I used to have lots of to do lists with sew this, pictures of this, post that etc, except I had to keep writing them and things changed through stages. So I decided to write the item on the list once and them just mark what stage it is up to.
Top L – R Cut, Sew, Photgraph Bottom L – R Write/draft, Publish, blank options
I cross off the tasks I have done and circle the one i need to do next. I can use the blank square to write if it doesn’t fit any of the five options. It is one A4 page and it folds small enough to go in my wallet or phone case. I have tried digital lists but I found I like the old fashioned pen and paper.
If you would like to try this method yourself then I have the file available here
It prints on A4 page.
You fold on the dotted lines. When it is folded in half cut on the bold line.
When cut and un folded it will look like this
Fold in half length ways, then make a star shape like above to make it into a booklet like below.
I have inserted a fashion croquis on the outside – it is a slightly curvy girl, but you could print the other side as another list or leave blank for your own sketches.
I was lucky to be asked to test the Jenna cardigan by Muse. I used from random stash knit in cream. I made the waist length, long sleeve option with front yoke. I loved all the options given and went with the one I thought I would wear the most – as it can go over all my pretty dresses.
The sleeves are quite long and in the larger sizes can be quite wide. Once I had finished testing I took mine in from the elbow to the wrist in a wedge to give a slimmer look I prefer. I also unintentionally shortened them by adding my cuffs on inside a out and needing to cut them off – I wasn’t going to unpick all that overlocking.
The yoke was easy to put together – I gathered it on my normal sewing maching but them sewing the remaining of the cardi on the overlocker.
The buttons were from a christmas swap from Juliet. I love how they are big and bold on a simple little cream cardi.
This cardi helped me get over my fear of buttonholes and they all turned out great. I will be making another Jenna Cardi in the future – I just need to do the other twenty-something projects in the queue.
I first posted this in the Monthly Stitch …way back in June… but for completeness wanted to have it here on my blog as well.
Ever since I made my first Pavlova top by Cake patterns last year I’ve had plans to make another and when deciding what to make for Indie Pattern month’s fangirl competition I decided to go for it as it was once of the few patterns that I had more than one piece by the one brand.
I used a grey light/lacy knit that I got for $3 a metre at the Fabric Warehouse sale last year. I wanted this top to be more versatile than my first version so I lengthened the bodice so it could wear with more of my skirts or jeans as I find it hits my waist and can leave a gap across my stomach with some clothes. I made the ties as long as I could fit on my fabric and I also lenthened the sleeves so they are wrist length instead of 3/4 length and put a cuff on them to finish it off.
The skirt is the Pavlova Skirt from Cake.
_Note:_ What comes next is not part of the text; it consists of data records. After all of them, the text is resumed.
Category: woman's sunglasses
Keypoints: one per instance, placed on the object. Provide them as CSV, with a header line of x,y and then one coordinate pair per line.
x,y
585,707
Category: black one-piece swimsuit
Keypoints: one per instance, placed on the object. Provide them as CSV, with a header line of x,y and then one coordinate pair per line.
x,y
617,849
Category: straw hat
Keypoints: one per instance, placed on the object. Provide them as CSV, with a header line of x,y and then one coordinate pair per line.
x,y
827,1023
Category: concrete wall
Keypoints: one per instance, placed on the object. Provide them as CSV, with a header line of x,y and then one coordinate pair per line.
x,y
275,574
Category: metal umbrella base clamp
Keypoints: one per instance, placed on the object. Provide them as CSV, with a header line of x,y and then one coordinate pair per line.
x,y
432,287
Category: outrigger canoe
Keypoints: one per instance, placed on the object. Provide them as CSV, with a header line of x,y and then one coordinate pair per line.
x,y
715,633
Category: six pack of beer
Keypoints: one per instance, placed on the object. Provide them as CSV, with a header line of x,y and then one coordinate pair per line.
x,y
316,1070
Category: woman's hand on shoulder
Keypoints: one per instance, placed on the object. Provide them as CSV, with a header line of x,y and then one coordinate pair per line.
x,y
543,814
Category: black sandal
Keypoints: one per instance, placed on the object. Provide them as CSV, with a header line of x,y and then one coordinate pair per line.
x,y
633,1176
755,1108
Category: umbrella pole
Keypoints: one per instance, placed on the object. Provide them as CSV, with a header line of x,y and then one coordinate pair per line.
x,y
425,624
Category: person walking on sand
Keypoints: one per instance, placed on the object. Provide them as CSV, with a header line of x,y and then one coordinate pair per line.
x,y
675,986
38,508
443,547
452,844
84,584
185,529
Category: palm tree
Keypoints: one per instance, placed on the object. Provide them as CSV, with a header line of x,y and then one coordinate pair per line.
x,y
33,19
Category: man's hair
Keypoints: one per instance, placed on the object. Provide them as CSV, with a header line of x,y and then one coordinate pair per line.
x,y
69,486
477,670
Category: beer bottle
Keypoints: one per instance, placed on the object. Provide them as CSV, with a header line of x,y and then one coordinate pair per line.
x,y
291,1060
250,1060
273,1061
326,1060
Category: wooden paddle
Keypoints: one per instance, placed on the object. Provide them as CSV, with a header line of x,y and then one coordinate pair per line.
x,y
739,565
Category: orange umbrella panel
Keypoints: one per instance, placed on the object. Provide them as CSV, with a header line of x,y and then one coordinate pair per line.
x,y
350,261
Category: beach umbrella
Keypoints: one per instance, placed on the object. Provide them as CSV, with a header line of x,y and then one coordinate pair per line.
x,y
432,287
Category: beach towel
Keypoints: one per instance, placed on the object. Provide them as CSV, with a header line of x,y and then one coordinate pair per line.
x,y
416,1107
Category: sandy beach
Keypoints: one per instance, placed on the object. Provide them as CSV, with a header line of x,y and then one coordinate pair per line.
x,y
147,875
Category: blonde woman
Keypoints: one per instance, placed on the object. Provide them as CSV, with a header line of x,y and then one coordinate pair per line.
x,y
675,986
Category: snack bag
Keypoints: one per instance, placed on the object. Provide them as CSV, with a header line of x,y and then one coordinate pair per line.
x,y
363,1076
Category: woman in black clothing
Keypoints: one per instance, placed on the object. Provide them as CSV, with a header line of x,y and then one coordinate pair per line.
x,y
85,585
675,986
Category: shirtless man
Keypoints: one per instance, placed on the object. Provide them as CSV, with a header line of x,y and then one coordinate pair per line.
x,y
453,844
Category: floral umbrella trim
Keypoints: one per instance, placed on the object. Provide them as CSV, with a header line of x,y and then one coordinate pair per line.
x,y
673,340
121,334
I have made this before – most recently here – and my lesson learnt on this pattern is that I have to cut two sizes smaller than my measurements for it to work for me. I don’t know why Cake patterns cannot do basic maths to make a circle work, but after making three I am adamant it is not correct. You are better of using a circumference calculator and doing some simple maths yourself.
I used a fabulous brocade that I found on the sale table at spotlight for $8/m. I love the colour and the balance between the soft grey and the stiff brocade. A used a button from my stash for on the waistband.
This outfit came together exactly as I wanted and I feel very glamorous in it. I have worn it out many times now and it is a firm favourite in my wardrobe
I had never seen the Simone, from Victory Patterns. before Kat made her version and I was inspired. I bought this retro printed polyester birds from spotlight last year with no real plan in mind but it suited this dress perfectly – although it does get a lot of static cling.
Close up of the fabric
I tried to follow the instructions for the yoke with the tab and it did not work for me at all. I suddenly had the tab on the inside, I needed to unpick, so I threw the instructions to the side and made it work. I used a button from the stash to tack it down and I love how it looks.
Since I wasn’t following the instructions I didn’t put a zip in on the side and it isn’t a problem. However since Kat had issues with the chest size I had cut the largest size (slightly bigger than my measurements) and then took a small wedge out of the underarm to make it fit correctly when I was sewing up the side seams.
I love how this dress makes me feel when I wear it – like a strange combination of ballerina warrior woman as it flows out behind me as I stride around.
Warning! I may be in my body suit in some of these pictures – please proceed only if you have a strong stomach…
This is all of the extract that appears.